Step 1: Get a Pre-Approval
Work with a lender to see how much house you can afford. They’ll do a deep dive on all of your credit history, investment accounts, bank accounts, retirement accounts, car values, if you own it - they’ll want to know about it.
This lets the lender pre-approve you. That way when you find the house you want, you can confidently make an offer.
Step 2: Write Your Offer
Once you like your house, you make a written offer. Your realtor will draw up all the paperwork, you just have to decide what goes on it.
Are you offering the asking price? Above the asking price? Below the asking price? Do you want to request some of the furniture stay? You can put whatever you want in your offer.
If the seller accepts your offer, you’ll enter an option period. For $100-$500 you buy a set amount of time (normally 5-10 days) where you “have claim” on the house but you can still back out of the offer in that window.
Once you are through the option period, you don’t yet own the home but you’re a big step closer.
When they accept your offer, you'll also put 1% of the purchase price (called earnest money) into an escrow account (just a holding account between you and the sellers). This is refundable during the option period, but non-refundable after that.
Step 3: Inspections
During the option period, you’ll want to get home inspections done.
Our inspector was at our house for OVER 6 HOURS. He checked the roof, foundation, crawl spaces, HVAC, every single appliance, floors, everything you can think of. The house isn’t that big, he was just that thorough.
Expect $300-$800 for inspections depending on your area and home size.

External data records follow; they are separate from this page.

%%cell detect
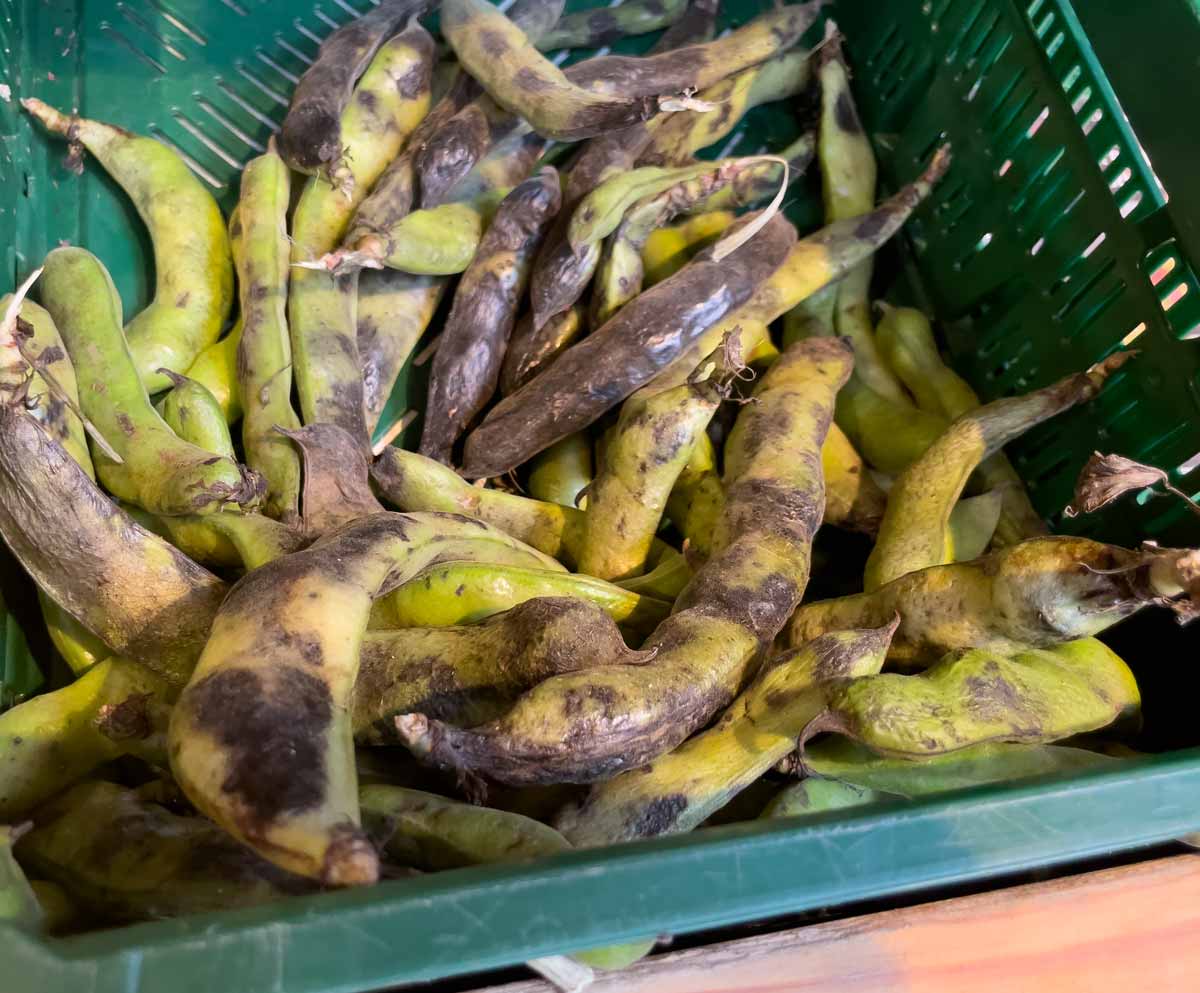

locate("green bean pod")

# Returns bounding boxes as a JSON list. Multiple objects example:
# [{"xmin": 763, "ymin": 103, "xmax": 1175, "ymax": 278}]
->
[
  {"xmin": 864, "ymin": 351, "xmax": 1130, "ymax": 592},
  {"xmin": 566, "ymin": 158, "xmax": 739, "ymax": 252},
  {"xmin": 946, "ymin": 489, "xmax": 1004, "ymax": 562},
  {"xmin": 554, "ymin": 621, "xmax": 895, "ymax": 847},
  {"xmin": 187, "ymin": 317, "xmax": 242, "ymax": 425},
  {"xmin": 125, "ymin": 506, "xmax": 307, "ymax": 570},
  {"xmin": 804, "ymin": 735, "xmax": 1120, "ymax": 798},
  {"xmin": 371, "ymin": 447, "xmax": 590, "ymax": 567},
  {"xmin": 22, "ymin": 97, "xmax": 233, "ymax": 395},
  {"xmin": 628, "ymin": 146, "xmax": 950, "ymax": 407},
  {"xmin": 343, "ymin": 73, "xmax": 480, "ymax": 269},
  {"xmin": 371, "ymin": 555, "xmax": 671, "ymax": 636},
  {"xmin": 805, "ymin": 638, "xmax": 1141, "ymax": 757},
  {"xmin": 288, "ymin": 22, "xmax": 433, "ymax": 449},
  {"xmin": 276, "ymin": 425, "xmax": 383, "ymax": 540},
  {"xmin": 421, "ymin": 167, "xmax": 560, "ymax": 463},
  {"xmin": 359, "ymin": 786, "xmax": 656, "ymax": 969},
  {"xmin": 0, "ymin": 294, "xmax": 96, "ymax": 479},
  {"xmin": 788, "ymin": 537, "xmax": 1198, "ymax": 664},
  {"xmin": 838, "ymin": 379, "xmax": 949, "ymax": 476},
  {"xmin": 42, "ymin": 248, "xmax": 263, "ymax": 514},
  {"xmin": 232, "ymin": 143, "xmax": 300, "ymax": 520},
  {"xmin": 396, "ymin": 338, "xmax": 854, "ymax": 784},
  {"xmin": 637, "ymin": 50, "xmax": 812, "ymax": 167},
  {"xmin": 875, "ymin": 305, "xmax": 1048, "ymax": 544},
  {"xmin": 360, "ymin": 786, "xmax": 570, "ymax": 871},
  {"xmin": 37, "ymin": 590, "xmax": 113, "ymax": 676},
  {"xmin": 536, "ymin": 0, "xmax": 688, "ymax": 52},
  {"xmin": 352, "ymin": 597, "xmax": 642, "ymax": 745},
  {"xmin": 442, "ymin": 0, "xmax": 653, "ymax": 142},
  {"xmin": 592, "ymin": 147, "xmax": 812, "ymax": 327},
  {"xmin": 758, "ymin": 778, "xmax": 895, "ymax": 820},
  {"xmin": 529, "ymin": 0, "xmax": 719, "ymax": 331},
  {"xmin": 280, "ymin": 0, "xmax": 433, "ymax": 182},
  {"xmin": 18, "ymin": 781, "xmax": 314, "ymax": 922},
  {"xmin": 160, "ymin": 369, "xmax": 236, "ymax": 459},
  {"xmin": 528, "ymin": 431, "xmax": 595, "ymax": 507},
  {"xmin": 358, "ymin": 269, "xmax": 448, "ymax": 432},
  {"xmin": 500, "ymin": 305, "xmax": 586, "ymax": 396},
  {"xmin": 580, "ymin": 343, "xmax": 742, "ymax": 579}
]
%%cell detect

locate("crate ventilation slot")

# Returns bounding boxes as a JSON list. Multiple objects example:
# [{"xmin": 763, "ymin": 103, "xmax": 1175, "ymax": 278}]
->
[
  {"xmin": 101, "ymin": 0, "xmax": 386, "ymax": 191},
  {"xmin": 1141, "ymin": 239, "xmax": 1200, "ymax": 341}
]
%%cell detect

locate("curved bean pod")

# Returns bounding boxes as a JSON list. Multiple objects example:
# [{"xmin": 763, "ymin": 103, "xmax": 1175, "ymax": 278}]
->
[
  {"xmin": 554, "ymin": 621, "xmax": 895, "ymax": 848},
  {"xmin": 864, "ymin": 351, "xmax": 1130, "ymax": 592},
  {"xmin": 230, "ymin": 143, "xmax": 300, "ymax": 520},
  {"xmin": 168, "ymin": 513, "xmax": 576, "ymax": 886},
  {"xmin": 42, "ymin": 248, "xmax": 263, "ymax": 513},
  {"xmin": 396, "ymin": 338, "xmax": 854, "ymax": 783},
  {"xmin": 22, "ymin": 97, "xmax": 233, "ymax": 393},
  {"xmin": 788, "ymin": 537, "xmax": 1198, "ymax": 664}
]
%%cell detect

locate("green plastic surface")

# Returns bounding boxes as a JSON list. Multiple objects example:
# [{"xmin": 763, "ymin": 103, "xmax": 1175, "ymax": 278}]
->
[{"xmin": 0, "ymin": 0, "xmax": 1200, "ymax": 993}]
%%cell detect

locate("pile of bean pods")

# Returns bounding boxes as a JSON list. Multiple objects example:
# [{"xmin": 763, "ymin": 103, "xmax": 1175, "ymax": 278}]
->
[{"xmin": 0, "ymin": 0, "xmax": 1200, "ymax": 967}]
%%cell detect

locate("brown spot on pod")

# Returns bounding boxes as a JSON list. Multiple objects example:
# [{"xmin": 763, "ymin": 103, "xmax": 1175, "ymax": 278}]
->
[{"xmin": 187, "ymin": 667, "xmax": 334, "ymax": 835}]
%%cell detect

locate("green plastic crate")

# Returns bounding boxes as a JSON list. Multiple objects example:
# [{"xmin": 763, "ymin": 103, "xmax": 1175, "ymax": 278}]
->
[{"xmin": 0, "ymin": 0, "xmax": 1200, "ymax": 993}]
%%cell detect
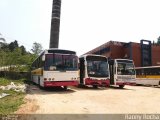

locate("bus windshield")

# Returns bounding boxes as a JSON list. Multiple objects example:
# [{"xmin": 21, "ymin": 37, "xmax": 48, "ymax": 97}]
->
[
  {"xmin": 87, "ymin": 60, "xmax": 109, "ymax": 77},
  {"xmin": 44, "ymin": 54, "xmax": 78, "ymax": 71},
  {"xmin": 117, "ymin": 62, "xmax": 135, "ymax": 75}
]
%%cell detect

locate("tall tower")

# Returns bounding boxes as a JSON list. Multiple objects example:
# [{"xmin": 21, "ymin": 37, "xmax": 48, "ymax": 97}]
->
[{"xmin": 49, "ymin": 0, "xmax": 61, "ymax": 48}]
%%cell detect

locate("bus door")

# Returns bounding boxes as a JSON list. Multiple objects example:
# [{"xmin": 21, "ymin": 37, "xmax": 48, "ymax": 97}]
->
[
  {"xmin": 79, "ymin": 58, "xmax": 85, "ymax": 84},
  {"xmin": 109, "ymin": 60, "xmax": 114, "ymax": 85}
]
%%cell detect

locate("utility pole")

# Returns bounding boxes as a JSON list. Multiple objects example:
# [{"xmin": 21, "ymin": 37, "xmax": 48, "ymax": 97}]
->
[{"xmin": 49, "ymin": 0, "xmax": 61, "ymax": 48}]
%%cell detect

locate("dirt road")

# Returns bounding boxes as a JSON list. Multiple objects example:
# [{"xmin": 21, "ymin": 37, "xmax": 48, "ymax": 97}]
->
[{"xmin": 17, "ymin": 85, "xmax": 160, "ymax": 114}]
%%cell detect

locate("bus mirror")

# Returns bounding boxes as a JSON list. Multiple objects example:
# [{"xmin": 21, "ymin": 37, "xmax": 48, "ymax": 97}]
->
[{"xmin": 42, "ymin": 55, "xmax": 45, "ymax": 61}]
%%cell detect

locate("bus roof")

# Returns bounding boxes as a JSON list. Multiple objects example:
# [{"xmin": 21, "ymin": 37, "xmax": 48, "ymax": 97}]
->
[
  {"xmin": 79, "ymin": 54, "xmax": 107, "ymax": 58},
  {"xmin": 135, "ymin": 66, "xmax": 160, "ymax": 69}
]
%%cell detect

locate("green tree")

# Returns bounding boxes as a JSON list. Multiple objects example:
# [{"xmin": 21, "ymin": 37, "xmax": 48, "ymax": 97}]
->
[
  {"xmin": 8, "ymin": 40, "xmax": 19, "ymax": 51},
  {"xmin": 31, "ymin": 42, "xmax": 43, "ymax": 55},
  {"xmin": 157, "ymin": 36, "xmax": 160, "ymax": 45}
]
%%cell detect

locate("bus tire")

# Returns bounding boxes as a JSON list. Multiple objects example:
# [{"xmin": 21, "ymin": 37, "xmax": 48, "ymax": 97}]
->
[
  {"xmin": 38, "ymin": 79, "xmax": 43, "ymax": 89},
  {"xmin": 93, "ymin": 85, "xmax": 98, "ymax": 89},
  {"xmin": 63, "ymin": 86, "xmax": 68, "ymax": 90},
  {"xmin": 119, "ymin": 85, "xmax": 124, "ymax": 89}
]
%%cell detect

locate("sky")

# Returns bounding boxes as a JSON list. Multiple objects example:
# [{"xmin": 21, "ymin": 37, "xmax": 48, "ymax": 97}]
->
[{"xmin": 0, "ymin": 0, "xmax": 160, "ymax": 55}]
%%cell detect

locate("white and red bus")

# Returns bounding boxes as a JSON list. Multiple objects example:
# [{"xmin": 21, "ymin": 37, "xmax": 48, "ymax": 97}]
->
[
  {"xmin": 79, "ymin": 54, "xmax": 109, "ymax": 88},
  {"xmin": 31, "ymin": 48, "xmax": 79, "ymax": 89},
  {"xmin": 109, "ymin": 59, "xmax": 136, "ymax": 88}
]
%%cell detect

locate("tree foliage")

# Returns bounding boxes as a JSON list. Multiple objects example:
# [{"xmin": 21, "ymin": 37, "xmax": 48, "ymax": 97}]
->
[
  {"xmin": 0, "ymin": 40, "xmax": 36, "ymax": 72},
  {"xmin": 157, "ymin": 36, "xmax": 160, "ymax": 45},
  {"xmin": 31, "ymin": 42, "xmax": 43, "ymax": 55}
]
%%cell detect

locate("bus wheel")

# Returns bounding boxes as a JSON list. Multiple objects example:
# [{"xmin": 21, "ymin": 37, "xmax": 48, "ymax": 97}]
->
[
  {"xmin": 93, "ymin": 85, "xmax": 98, "ymax": 89},
  {"xmin": 119, "ymin": 85, "xmax": 124, "ymax": 89},
  {"xmin": 63, "ymin": 86, "xmax": 67, "ymax": 90}
]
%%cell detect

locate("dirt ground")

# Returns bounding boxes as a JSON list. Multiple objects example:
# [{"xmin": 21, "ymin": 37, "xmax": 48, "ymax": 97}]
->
[{"xmin": 16, "ymin": 85, "xmax": 160, "ymax": 119}]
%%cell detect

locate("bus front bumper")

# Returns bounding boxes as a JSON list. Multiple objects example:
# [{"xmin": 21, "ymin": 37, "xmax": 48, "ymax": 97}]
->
[{"xmin": 85, "ymin": 78, "xmax": 110, "ymax": 86}]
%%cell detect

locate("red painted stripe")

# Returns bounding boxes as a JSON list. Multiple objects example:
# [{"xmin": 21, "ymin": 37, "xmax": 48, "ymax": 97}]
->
[
  {"xmin": 85, "ymin": 78, "xmax": 110, "ymax": 86},
  {"xmin": 44, "ymin": 81, "xmax": 78, "ymax": 87}
]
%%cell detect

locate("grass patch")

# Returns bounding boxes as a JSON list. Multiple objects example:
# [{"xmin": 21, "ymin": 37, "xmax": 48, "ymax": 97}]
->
[
  {"xmin": 0, "ymin": 78, "xmax": 26, "ymax": 115},
  {"xmin": 0, "ymin": 78, "xmax": 27, "ymax": 86},
  {"xmin": 0, "ymin": 90, "xmax": 25, "ymax": 115}
]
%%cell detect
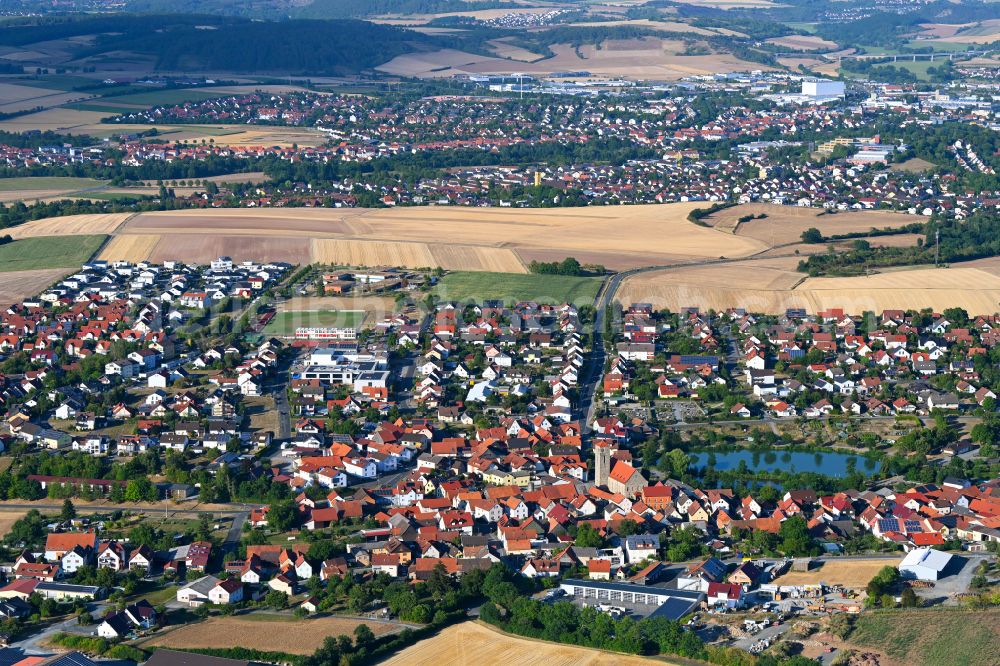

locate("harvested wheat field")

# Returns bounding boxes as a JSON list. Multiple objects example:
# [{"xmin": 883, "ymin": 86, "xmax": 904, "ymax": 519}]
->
[
  {"xmin": 98, "ymin": 234, "xmax": 160, "ymax": 262},
  {"xmin": 382, "ymin": 622, "xmax": 669, "ymax": 666},
  {"xmin": 8, "ymin": 213, "xmax": 132, "ymax": 240},
  {"xmin": 146, "ymin": 234, "xmax": 310, "ymax": 264},
  {"xmin": 703, "ymin": 203, "xmax": 922, "ymax": 245},
  {"xmin": 0, "ymin": 511, "xmax": 25, "ymax": 537},
  {"xmin": 376, "ymin": 37, "xmax": 769, "ymax": 80},
  {"xmin": 617, "ymin": 257, "xmax": 1000, "ymax": 314},
  {"xmin": 774, "ymin": 557, "xmax": 903, "ymax": 589},
  {"xmin": 0, "ymin": 108, "xmax": 108, "ymax": 134},
  {"xmin": 0, "ymin": 268, "xmax": 67, "ymax": 307},
  {"xmin": 310, "ymin": 238, "xmax": 435, "ymax": 268},
  {"xmin": 140, "ymin": 615, "xmax": 399, "ymax": 654},
  {"xmin": 107, "ymin": 203, "xmax": 766, "ymax": 273},
  {"xmin": 486, "ymin": 37, "xmax": 545, "ymax": 62},
  {"xmin": 278, "ymin": 296, "xmax": 397, "ymax": 324}
]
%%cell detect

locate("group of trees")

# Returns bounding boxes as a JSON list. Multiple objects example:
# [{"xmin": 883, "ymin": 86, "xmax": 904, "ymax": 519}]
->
[{"xmin": 528, "ymin": 257, "xmax": 585, "ymax": 276}]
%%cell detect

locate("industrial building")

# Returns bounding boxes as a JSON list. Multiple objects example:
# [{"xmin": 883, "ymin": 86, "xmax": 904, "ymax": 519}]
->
[
  {"xmin": 560, "ymin": 579, "xmax": 705, "ymax": 620},
  {"xmin": 899, "ymin": 548, "xmax": 951, "ymax": 580}
]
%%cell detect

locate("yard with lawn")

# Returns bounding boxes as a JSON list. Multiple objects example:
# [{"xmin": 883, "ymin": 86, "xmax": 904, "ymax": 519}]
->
[
  {"xmin": 434, "ymin": 271, "xmax": 601, "ymax": 307},
  {"xmin": 0, "ymin": 234, "xmax": 107, "ymax": 273},
  {"xmin": 264, "ymin": 310, "xmax": 365, "ymax": 337}
]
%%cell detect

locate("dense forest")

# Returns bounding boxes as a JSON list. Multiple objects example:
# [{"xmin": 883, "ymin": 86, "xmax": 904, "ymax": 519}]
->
[{"xmin": 0, "ymin": 15, "xmax": 438, "ymax": 75}]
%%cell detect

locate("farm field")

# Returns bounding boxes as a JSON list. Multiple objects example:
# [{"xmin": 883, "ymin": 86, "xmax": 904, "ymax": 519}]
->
[
  {"xmin": 0, "ymin": 104, "xmax": 326, "ymax": 146},
  {"xmin": 0, "ymin": 176, "xmax": 104, "ymax": 192},
  {"xmin": 767, "ymin": 35, "xmax": 839, "ymax": 51},
  {"xmin": 616, "ymin": 254, "xmax": 1000, "ymax": 314},
  {"xmin": 847, "ymin": 608, "xmax": 1000, "ymax": 666},
  {"xmin": 278, "ymin": 296, "xmax": 397, "ymax": 324},
  {"xmin": 376, "ymin": 37, "xmax": 768, "ymax": 80},
  {"xmin": 0, "ymin": 81, "xmax": 91, "ymax": 113},
  {"xmin": 0, "ymin": 235, "xmax": 107, "ymax": 273},
  {"xmin": 4, "ymin": 213, "xmax": 132, "ymax": 240},
  {"xmin": 0, "ymin": 176, "xmax": 104, "ymax": 202},
  {"xmin": 14, "ymin": 203, "xmax": 767, "ymax": 273},
  {"xmin": 702, "ymin": 204, "xmax": 922, "ymax": 245},
  {"xmin": 775, "ymin": 557, "xmax": 903, "ymax": 589},
  {"xmin": 382, "ymin": 622, "xmax": 669, "ymax": 666},
  {"xmin": 0, "ymin": 511, "xmax": 25, "ymax": 538},
  {"xmin": 142, "ymin": 614, "xmax": 397, "ymax": 654},
  {"xmin": 434, "ymin": 272, "xmax": 601, "ymax": 306},
  {"xmin": 264, "ymin": 310, "xmax": 366, "ymax": 337},
  {"xmin": 0, "ymin": 268, "xmax": 66, "ymax": 307}
]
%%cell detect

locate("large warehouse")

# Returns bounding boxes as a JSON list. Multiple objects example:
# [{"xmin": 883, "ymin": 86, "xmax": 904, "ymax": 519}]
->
[
  {"xmin": 899, "ymin": 548, "xmax": 951, "ymax": 580},
  {"xmin": 561, "ymin": 579, "xmax": 705, "ymax": 620}
]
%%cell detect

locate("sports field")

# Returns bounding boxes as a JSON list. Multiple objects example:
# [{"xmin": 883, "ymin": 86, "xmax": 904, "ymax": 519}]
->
[
  {"xmin": 264, "ymin": 310, "xmax": 365, "ymax": 337},
  {"xmin": 434, "ymin": 272, "xmax": 601, "ymax": 307},
  {"xmin": 0, "ymin": 235, "xmax": 106, "ymax": 273}
]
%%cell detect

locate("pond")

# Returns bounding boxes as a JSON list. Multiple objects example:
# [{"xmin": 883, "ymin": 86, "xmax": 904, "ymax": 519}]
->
[{"xmin": 688, "ymin": 449, "xmax": 882, "ymax": 477}]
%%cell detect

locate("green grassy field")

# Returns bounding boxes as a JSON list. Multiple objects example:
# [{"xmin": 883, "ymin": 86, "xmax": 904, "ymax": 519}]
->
[
  {"xmin": 0, "ymin": 235, "xmax": 107, "ymax": 273},
  {"xmin": 3, "ymin": 74, "xmax": 94, "ymax": 91},
  {"xmin": 264, "ymin": 310, "xmax": 365, "ymax": 336},
  {"xmin": 434, "ymin": 272, "xmax": 601, "ymax": 307},
  {"xmin": 839, "ymin": 58, "xmax": 947, "ymax": 81},
  {"xmin": 847, "ymin": 608, "xmax": 1000, "ymax": 666},
  {"xmin": 0, "ymin": 176, "xmax": 104, "ymax": 192},
  {"xmin": 906, "ymin": 39, "xmax": 976, "ymax": 53},
  {"xmin": 109, "ymin": 88, "xmax": 226, "ymax": 106}
]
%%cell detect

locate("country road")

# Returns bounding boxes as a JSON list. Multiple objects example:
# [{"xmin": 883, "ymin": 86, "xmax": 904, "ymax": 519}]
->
[{"xmin": 0, "ymin": 502, "xmax": 251, "ymax": 516}]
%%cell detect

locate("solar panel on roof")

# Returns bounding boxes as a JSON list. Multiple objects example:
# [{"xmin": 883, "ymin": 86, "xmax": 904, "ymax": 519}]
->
[
  {"xmin": 681, "ymin": 355, "xmax": 719, "ymax": 365},
  {"xmin": 878, "ymin": 518, "xmax": 899, "ymax": 532}
]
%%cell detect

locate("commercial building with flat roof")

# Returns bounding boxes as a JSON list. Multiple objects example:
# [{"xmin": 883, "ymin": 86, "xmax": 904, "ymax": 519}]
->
[{"xmin": 560, "ymin": 578, "xmax": 705, "ymax": 620}]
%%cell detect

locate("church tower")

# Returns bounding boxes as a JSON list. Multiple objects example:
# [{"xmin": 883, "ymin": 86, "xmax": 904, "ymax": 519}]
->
[{"xmin": 594, "ymin": 441, "xmax": 611, "ymax": 488}]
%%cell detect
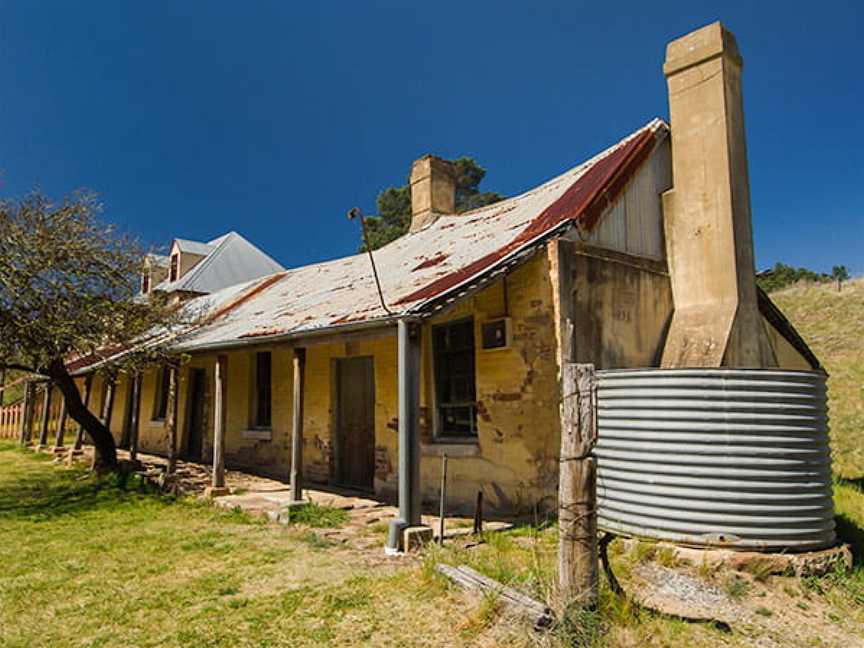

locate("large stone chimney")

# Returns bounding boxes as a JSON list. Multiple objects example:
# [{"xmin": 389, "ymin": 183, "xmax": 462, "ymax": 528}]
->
[
  {"xmin": 410, "ymin": 155, "xmax": 456, "ymax": 232},
  {"xmin": 662, "ymin": 22, "xmax": 777, "ymax": 368}
]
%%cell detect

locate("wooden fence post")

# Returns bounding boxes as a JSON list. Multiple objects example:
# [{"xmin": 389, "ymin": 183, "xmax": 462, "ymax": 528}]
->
[
  {"xmin": 36, "ymin": 382, "xmax": 53, "ymax": 450},
  {"xmin": 211, "ymin": 355, "xmax": 228, "ymax": 495},
  {"xmin": 69, "ymin": 373, "xmax": 93, "ymax": 454},
  {"xmin": 165, "ymin": 365, "xmax": 178, "ymax": 475},
  {"xmin": 558, "ymin": 363, "xmax": 597, "ymax": 609},
  {"xmin": 21, "ymin": 381, "xmax": 36, "ymax": 446},
  {"xmin": 129, "ymin": 371, "xmax": 141, "ymax": 462},
  {"xmin": 291, "ymin": 348, "xmax": 306, "ymax": 504},
  {"xmin": 54, "ymin": 394, "xmax": 68, "ymax": 452}
]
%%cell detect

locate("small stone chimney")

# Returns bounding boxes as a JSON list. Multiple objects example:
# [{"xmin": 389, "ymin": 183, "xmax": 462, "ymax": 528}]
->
[
  {"xmin": 662, "ymin": 22, "xmax": 777, "ymax": 368},
  {"xmin": 410, "ymin": 155, "xmax": 456, "ymax": 232}
]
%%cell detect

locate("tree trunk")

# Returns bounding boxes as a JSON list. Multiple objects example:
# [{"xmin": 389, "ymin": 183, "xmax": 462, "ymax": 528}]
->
[{"xmin": 48, "ymin": 360, "xmax": 117, "ymax": 472}]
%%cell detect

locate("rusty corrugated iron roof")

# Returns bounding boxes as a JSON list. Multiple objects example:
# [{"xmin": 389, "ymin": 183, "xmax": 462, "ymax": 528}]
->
[{"xmin": 167, "ymin": 119, "xmax": 668, "ymax": 351}]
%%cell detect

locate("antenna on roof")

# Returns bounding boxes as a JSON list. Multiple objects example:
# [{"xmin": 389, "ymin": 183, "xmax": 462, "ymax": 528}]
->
[{"xmin": 348, "ymin": 207, "xmax": 393, "ymax": 315}]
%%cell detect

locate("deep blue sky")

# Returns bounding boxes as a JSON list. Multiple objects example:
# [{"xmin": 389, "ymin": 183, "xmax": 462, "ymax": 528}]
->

Based on the inspection report, you can negotiate with the sellers to see if they'll pay for repairs or give you the cash to pay for repairs yourself.
If the inspection comes back really bad, you can still back out (hence why you do it in the option period 🙂)
Step 4: Loan Origination and Appraisal
Once it’s go time on the house, the loan process ramps up.
Your inbox is going to be flooded with requests for documentation:
- Paystubs
- Tax Returns
- Bank Statement
- Credit History
It’s honestly a bit overwhelming but I guess it makes sense, a company is about to loan you hundreds of thousands of dollars… they need to know who they’re loaning to.
Along those lines, you’ll also need an appraisal (another cost) .
This is the bank’s way of protecting themselves on the loan. If they loaned you $1 Million for a house deemed to only be worth $300,000 they’d be in a tough spot.
Step 5 (almost there!): Insurance and Final Walk Through
Before you close you'll need home insurance (we're now proud bundlers of home and auto). You'll also do the work to get utilities, internet, and everything else transferred to the new place.
24 hours before signing, you get to do a final walk through.
Any repairs you requested, were they done?
Are the appliances you asked for still in the house or did they take them?
Finally, Step 6: Closing Day
I’m actually writing this a week before we close, so I haven’t been here yet.
But my friend Zach said closing required signing the “thickest stack of papers he’s ever seen” and he could barely feel his hands when he was done… dramatic guy that Zach.
After that, you’ve done it.
Get the keys, call the movers, it’s go time baby!
Buying a home is a marathon of mini-sprints.
Each of those sprints (inspections, appraisal, insurance set up, utilities, etc.) costs money.
Make sure you’re financially ready for it, and make sure you have a great realtor who can help guide you through the process.